You can adopt this cycle if you want to. Be forewarned! The initial stage is the toughest. Your brain will protest this sudden departure from schedule. You may not sleep for a week or two. You may also feel that the system isn’t right for and you’d be correct – it doesn’t suit everyone. You’ll certainly have bags under your eyes. Soon your brain will realise you’re serious about this and give in. Congratulations, you’re one of us. Have a cookie.
I would be lying if I said there weren’t any disadvantages. The weariness is an obvious one. You’ll also feel hungrier than usual, especially at night, and your cravings for chocolate and other delicious snacks will rival that of pregnant women. In short, you’ll gain weight unless you remain physically active during the day. You’ll also find sudden affection to coffee, and might spiral into caffeine addiction. Don’t. Caffeine is the most addictive substance in the world, so you might get hooked to it before you realise it. Drink coffee, but drink in moderation.
Till now, all you’ve seen is negativity. You find no discernible reason to stay awake unnecessarily. You probably hate sports, don’t even like TV shows (or watch them on weekends) and you want your beauty sleep. You probably detest coffee. All these are valid reasons (apart from hating coffee, that’s just plain wrong), until you realise that the advantages heavily outweigh the disadvantages.
When you find that you sleep less, you’ll realise you have loads of time. In today’s world, time is money. You don’t need special preparation to pull all-nighters anymore, because you pull all-nighters every day. When exam time approaches, you’ll find yourself with a lot of time to complete your syllabus, so you can stay awake all night on the day before the exam (because you study last minute anyway), managing to stay remarkably sharp because night time is your most productive period. You’re also tuned to stay awake during the day, so you can study in those times too. In short, you’ll find yourselves with many more hours than you believe you had.
It’s not just studies – it extends beyond that. As you progress through college life, you’ll get involved in societies and participate in projects that demand time. With great responsibilities, come many deadlines. And to meet them all, you have to work longer, harder and efficiently. Lower sleeping hours enable you to do all that. Sure you’ll feel physically exhausted, but mentally, you’ll be ready for any challenge.
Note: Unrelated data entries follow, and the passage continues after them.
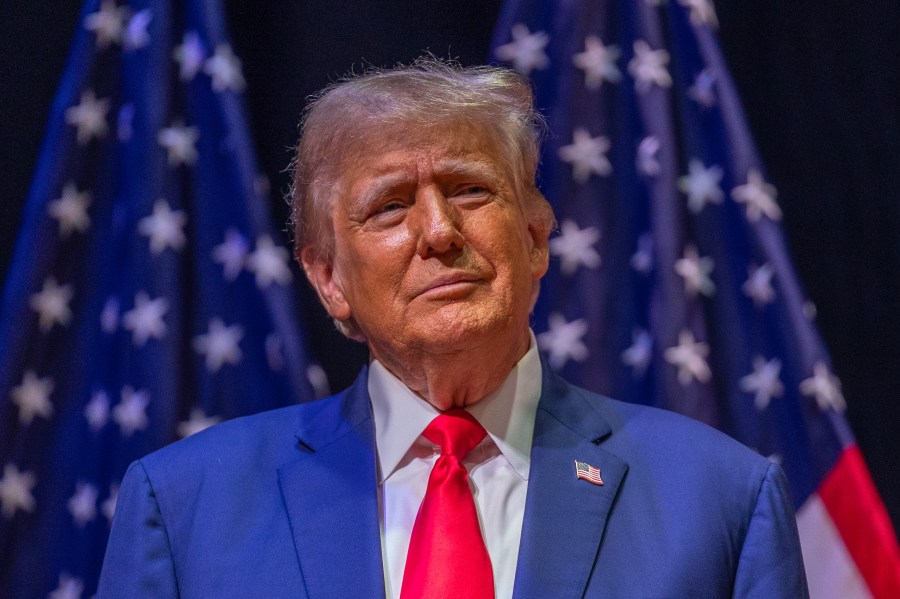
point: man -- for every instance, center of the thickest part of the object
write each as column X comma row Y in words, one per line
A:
column 458, row 464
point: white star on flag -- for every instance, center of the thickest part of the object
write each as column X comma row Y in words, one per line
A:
column 587, row 155
column 562, row 340
column 758, row 285
column 642, row 259
column 136, row 35
column 648, row 67
column 83, row 504
column 190, row 56
column 108, row 507
column 703, row 91
column 69, row 588
column 763, row 382
column 231, row 254
column 145, row 320
column 179, row 141
column 575, row 247
column 107, row 23
column 598, row 62
column 32, row 396
column 52, row 304
column 269, row 263
column 639, row 353
column 526, row 50
column 689, row 356
column 197, row 422
column 825, row 387
column 130, row 413
column 758, row 196
column 695, row 272
column 96, row 412
column 71, row 210
column 701, row 185
column 15, row 491
column 225, row 69
column 88, row 117
column 647, row 162
column 316, row 376
column 109, row 316
column 702, row 12
column 219, row 344
column 164, row 228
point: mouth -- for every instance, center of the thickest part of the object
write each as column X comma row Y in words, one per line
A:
column 450, row 285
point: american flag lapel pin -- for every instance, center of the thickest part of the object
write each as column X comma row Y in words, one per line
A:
column 588, row 472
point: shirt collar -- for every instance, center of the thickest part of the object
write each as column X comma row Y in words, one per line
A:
column 507, row 414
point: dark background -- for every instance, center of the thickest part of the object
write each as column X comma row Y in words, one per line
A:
column 820, row 87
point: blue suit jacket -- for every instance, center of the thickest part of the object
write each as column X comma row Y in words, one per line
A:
column 284, row 504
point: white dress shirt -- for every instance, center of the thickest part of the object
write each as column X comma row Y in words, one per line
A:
column 498, row 466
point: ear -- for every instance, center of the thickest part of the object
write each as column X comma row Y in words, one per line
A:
column 540, row 223
column 320, row 272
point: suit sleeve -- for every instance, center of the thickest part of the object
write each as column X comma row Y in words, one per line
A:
column 771, row 565
column 138, row 561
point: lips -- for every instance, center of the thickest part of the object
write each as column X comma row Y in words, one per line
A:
column 449, row 283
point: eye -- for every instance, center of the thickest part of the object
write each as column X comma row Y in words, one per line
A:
column 471, row 193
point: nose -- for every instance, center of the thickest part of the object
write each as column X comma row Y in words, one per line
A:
column 439, row 224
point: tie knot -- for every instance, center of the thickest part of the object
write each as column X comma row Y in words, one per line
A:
column 456, row 431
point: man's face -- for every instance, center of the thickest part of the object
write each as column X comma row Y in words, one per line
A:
column 433, row 249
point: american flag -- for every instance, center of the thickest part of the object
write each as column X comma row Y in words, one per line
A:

When you begin to miss your long sleeping hours (you’ll know when you begin to day-dream about sleeping), there’s always the weekend to catch up! On Saturdays and Sundays, I sleep long hours and wake up late in the morning. Of course, this in no way makes up for the sleep lost during weekdays, but it provides the mental satisfaction of having achieved that good, long sleep twice a week and relaxes your mind. Two days of lazing around will do wonders to prepare you for the challenges that lie in the week ahead.
So go ahead, carpe noctem! Seize the night!
–Aditya Salapaka is known for not sleeping. That is literally the only reason people know him.